As I mentioned, if you want the trace to more accurately reflect the dependencies, you should have foo3 be a child of foo1. It would then affect how the CP is displayed. When spans are just siblings, Jaeger cannot make any assumptions - the could be running in parallel, OR they could have hidden inter-dependencies (e.g. foo1 and foo3 could be true siblings and yet have a logical dependency foo3 follows-from foo1).

magicmark commented 2 weeks ago

You are basing that on your knowledge of the code, but that's not reflected in the trace.

I think that's precisely the point i'm getting at here!

Jaeger fundamentally doesn't have enough information provided in this trace to accurately confidently say "foo2 is in the critical path and i will highlight it as such".

It's in the timing of the span. First there was work in foo2, then in foo3. That's all that Jaeger knows.

I think this minimal repro shows where this assumption that this is enough to calculate CP breaks down when you have concurrent spans.

When spans are just siblings, Jaeger cannot make any assumptions

Per the above, it looks like Jaeger is making assumptions?

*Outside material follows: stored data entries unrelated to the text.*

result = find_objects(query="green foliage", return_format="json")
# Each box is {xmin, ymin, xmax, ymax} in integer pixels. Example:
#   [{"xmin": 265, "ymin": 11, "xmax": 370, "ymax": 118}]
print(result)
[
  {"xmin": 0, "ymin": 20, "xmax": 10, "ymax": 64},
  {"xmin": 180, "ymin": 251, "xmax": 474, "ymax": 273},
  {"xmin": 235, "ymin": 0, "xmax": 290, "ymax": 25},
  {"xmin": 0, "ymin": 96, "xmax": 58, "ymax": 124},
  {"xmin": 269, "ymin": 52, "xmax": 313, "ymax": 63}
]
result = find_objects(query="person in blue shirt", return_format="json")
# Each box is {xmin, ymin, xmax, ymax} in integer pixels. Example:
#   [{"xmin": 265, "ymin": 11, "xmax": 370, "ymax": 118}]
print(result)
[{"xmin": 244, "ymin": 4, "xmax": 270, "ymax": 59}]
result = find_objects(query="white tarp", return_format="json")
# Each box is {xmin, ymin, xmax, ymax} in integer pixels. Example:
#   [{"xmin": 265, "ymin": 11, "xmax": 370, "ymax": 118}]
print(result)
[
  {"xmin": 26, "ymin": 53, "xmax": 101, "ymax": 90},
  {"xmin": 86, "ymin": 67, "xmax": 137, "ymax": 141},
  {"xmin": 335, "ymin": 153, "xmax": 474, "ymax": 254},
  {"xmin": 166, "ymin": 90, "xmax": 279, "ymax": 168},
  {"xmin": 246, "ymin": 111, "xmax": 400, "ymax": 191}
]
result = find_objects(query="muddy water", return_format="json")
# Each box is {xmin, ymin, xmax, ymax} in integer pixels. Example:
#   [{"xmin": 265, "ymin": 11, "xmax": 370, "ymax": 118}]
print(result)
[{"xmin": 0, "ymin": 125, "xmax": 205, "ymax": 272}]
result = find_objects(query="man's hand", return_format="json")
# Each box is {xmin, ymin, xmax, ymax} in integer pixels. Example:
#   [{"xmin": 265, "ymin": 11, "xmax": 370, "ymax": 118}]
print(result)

To clarify, I think we're in agreement that:

My point is that there doesn't seem to be enough information currently provided in the trace JSON for jaeger to say that "foo2 is in the critical path" - because as we humans can see, it isn't!

Maybe in such cases, Jaeger could color the line differently to highlight this is a heuristic/best guess? I think that would help boost confidence in using this feature (otherwise it's difficult to know when it's accurate or not)

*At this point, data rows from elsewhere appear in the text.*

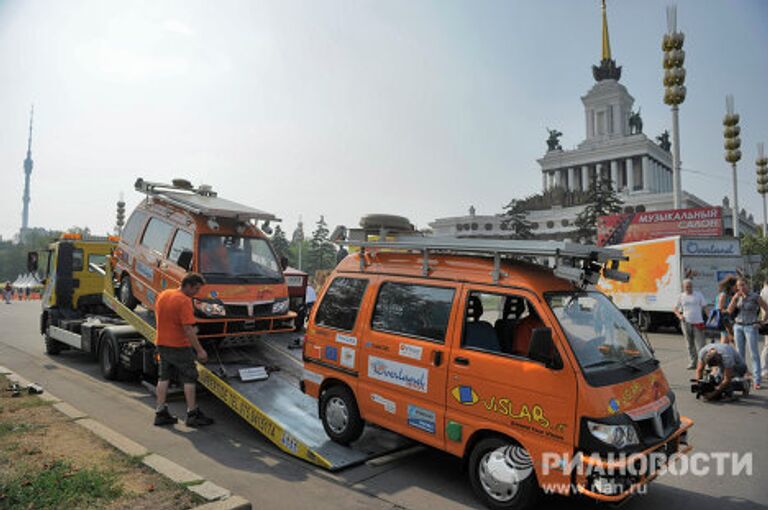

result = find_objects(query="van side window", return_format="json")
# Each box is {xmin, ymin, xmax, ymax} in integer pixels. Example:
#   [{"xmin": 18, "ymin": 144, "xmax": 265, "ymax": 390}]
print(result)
[
  {"xmin": 463, "ymin": 291, "xmax": 544, "ymax": 358},
  {"xmin": 72, "ymin": 249, "xmax": 84, "ymax": 272},
  {"xmin": 141, "ymin": 218, "xmax": 174, "ymax": 255},
  {"xmin": 168, "ymin": 230, "xmax": 193, "ymax": 266},
  {"xmin": 121, "ymin": 211, "xmax": 147, "ymax": 246},
  {"xmin": 315, "ymin": 277, "xmax": 368, "ymax": 331},
  {"xmin": 371, "ymin": 282, "xmax": 455, "ymax": 343}
]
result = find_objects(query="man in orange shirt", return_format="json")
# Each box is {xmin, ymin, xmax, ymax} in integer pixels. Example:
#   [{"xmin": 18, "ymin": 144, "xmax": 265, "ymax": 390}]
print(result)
[{"xmin": 154, "ymin": 273, "xmax": 214, "ymax": 427}]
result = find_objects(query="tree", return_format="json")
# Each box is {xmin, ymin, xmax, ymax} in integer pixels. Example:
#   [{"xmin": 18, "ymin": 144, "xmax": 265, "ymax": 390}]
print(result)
[
  {"xmin": 574, "ymin": 175, "xmax": 624, "ymax": 242},
  {"xmin": 500, "ymin": 199, "xmax": 534, "ymax": 239},
  {"xmin": 270, "ymin": 225, "xmax": 290, "ymax": 260},
  {"xmin": 308, "ymin": 215, "xmax": 337, "ymax": 274},
  {"xmin": 741, "ymin": 232, "xmax": 768, "ymax": 284}
]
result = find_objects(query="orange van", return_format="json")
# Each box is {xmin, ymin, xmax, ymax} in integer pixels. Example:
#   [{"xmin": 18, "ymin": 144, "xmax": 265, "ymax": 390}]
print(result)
[
  {"xmin": 302, "ymin": 236, "xmax": 692, "ymax": 509},
  {"xmin": 114, "ymin": 178, "xmax": 294, "ymax": 340}
]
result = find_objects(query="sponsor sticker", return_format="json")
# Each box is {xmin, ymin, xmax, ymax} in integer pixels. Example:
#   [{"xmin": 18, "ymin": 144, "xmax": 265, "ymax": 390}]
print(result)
[
  {"xmin": 398, "ymin": 343, "xmax": 423, "ymax": 361},
  {"xmin": 324, "ymin": 346, "xmax": 338, "ymax": 362},
  {"xmin": 371, "ymin": 393, "xmax": 396, "ymax": 414},
  {"xmin": 336, "ymin": 334, "xmax": 358, "ymax": 346},
  {"xmin": 407, "ymin": 404, "xmax": 436, "ymax": 434},
  {"xmin": 367, "ymin": 355, "xmax": 428, "ymax": 393},
  {"xmin": 340, "ymin": 347, "xmax": 356, "ymax": 369},
  {"xmin": 281, "ymin": 432, "xmax": 299, "ymax": 453},
  {"xmin": 302, "ymin": 369, "xmax": 323, "ymax": 385}
]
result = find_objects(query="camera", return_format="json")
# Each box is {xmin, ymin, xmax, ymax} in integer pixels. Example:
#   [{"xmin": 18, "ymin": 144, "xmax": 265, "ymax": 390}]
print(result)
[{"xmin": 691, "ymin": 372, "xmax": 750, "ymax": 400}]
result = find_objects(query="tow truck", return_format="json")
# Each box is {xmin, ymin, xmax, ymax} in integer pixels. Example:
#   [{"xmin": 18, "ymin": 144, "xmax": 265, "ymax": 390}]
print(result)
[{"xmin": 29, "ymin": 232, "xmax": 408, "ymax": 471}]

yurishkuro commented 2 weeks ago

I'll ask again - what do you expect to see? CP is a heuristic, and yes Jaeger is making assumptions but based on the data present in the span (which eg. shows foo2 was running solo and therefor WAS on the critical path, same as foo3). If either of those weren't in the program the parent span would've been shorter.

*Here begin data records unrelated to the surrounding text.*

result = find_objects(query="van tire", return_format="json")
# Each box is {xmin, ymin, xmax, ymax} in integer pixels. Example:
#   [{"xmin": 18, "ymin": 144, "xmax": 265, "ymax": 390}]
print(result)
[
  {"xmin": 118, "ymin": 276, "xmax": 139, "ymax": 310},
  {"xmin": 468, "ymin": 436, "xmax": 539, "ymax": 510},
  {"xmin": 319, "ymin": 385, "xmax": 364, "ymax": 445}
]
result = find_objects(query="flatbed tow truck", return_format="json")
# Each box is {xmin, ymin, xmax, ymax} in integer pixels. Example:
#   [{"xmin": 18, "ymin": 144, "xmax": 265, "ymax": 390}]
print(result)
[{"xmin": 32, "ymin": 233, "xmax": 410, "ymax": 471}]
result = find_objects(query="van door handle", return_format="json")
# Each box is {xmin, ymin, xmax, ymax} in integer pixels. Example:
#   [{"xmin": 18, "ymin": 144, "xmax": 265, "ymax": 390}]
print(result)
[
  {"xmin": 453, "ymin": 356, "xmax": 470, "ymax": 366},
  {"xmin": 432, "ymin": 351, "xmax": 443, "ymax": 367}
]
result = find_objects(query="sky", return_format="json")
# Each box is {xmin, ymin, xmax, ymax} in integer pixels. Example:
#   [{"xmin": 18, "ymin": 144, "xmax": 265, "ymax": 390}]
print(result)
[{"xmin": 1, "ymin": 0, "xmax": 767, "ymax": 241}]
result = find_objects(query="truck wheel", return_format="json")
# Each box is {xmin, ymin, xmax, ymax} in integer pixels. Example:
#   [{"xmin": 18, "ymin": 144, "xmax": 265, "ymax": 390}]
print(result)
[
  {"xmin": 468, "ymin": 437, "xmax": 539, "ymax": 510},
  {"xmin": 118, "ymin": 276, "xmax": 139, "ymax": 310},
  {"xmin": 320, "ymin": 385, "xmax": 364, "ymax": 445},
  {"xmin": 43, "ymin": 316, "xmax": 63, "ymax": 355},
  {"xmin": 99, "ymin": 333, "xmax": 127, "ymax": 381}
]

magicmark commented 2 weeks ago

CP is a heuristic

Ah I think "CP is a heuristic" is probably the key bit of information i was missing. TIL. Purely looking at the UI this wasn't clear to me that this should be assumed to be a heurstic.

The only thing I'm able to see on this is the popover:

Screenshot 2024-07-07 at 4 41 13 PM

TBH I don't think it's currently super obvious to users that this is a heuristic.

I'll ask again - what do you expect to see?

Again:

Maybe in such cases, Jaeger could color the line differently to highlight this is a heuristic/best guess? I think that would help boost confidence in using this feature (otherwise it's difficult to know when it's accurate or not)

Additionally:

Is this documented somewhere? I took a look on the docs (https://www.jaegertracing.io/docs/1.18/frontend-ui/) and couldn't see anything related to CP (mentioning that it's a heuristic or otherwise) - maybe I couldn't find the page though?

I would either accept the status quo and:

OR maybe this solvable with a spec change + smarter SDK? https://github.com/open-telemetry/opentelemetry-specification/issues/4079 related

foo2 was running solo and therefor WAS on the critical path

I could shorten or remove foo2 altogether and it wouldn't make the request any shorter. Based on my understanding and your definition above ("if making the execution of that segment shorter would make the whole request shorter"), foo2 is not on the critical path.

yurishkuro commented 2 weeks ago

add a pointer in this page ^ documenting this feature, clarifying that it's a heuristic

we could add a note in the popup

magicmark commented 2 weeks ago

Sounds like a good idea. I would also encourage exploring the idea of coloring the CP differently in cases where there is ambiguity (such as here). In a world where there are only sequential non async spans (and maybe this is provided as an input via the SDK) then the current approach seems sound. In an a microservice environment you may have a mix of both.

yurishkuro commented 2 weeks ago

I wouldn't do different coloring. OTEL data model is fundamentally lacking certain causality information, so the algorithm is always a heuristic, since we never know the true causal graph of events.

Feel free to open a PR to add a warning to the tooltip.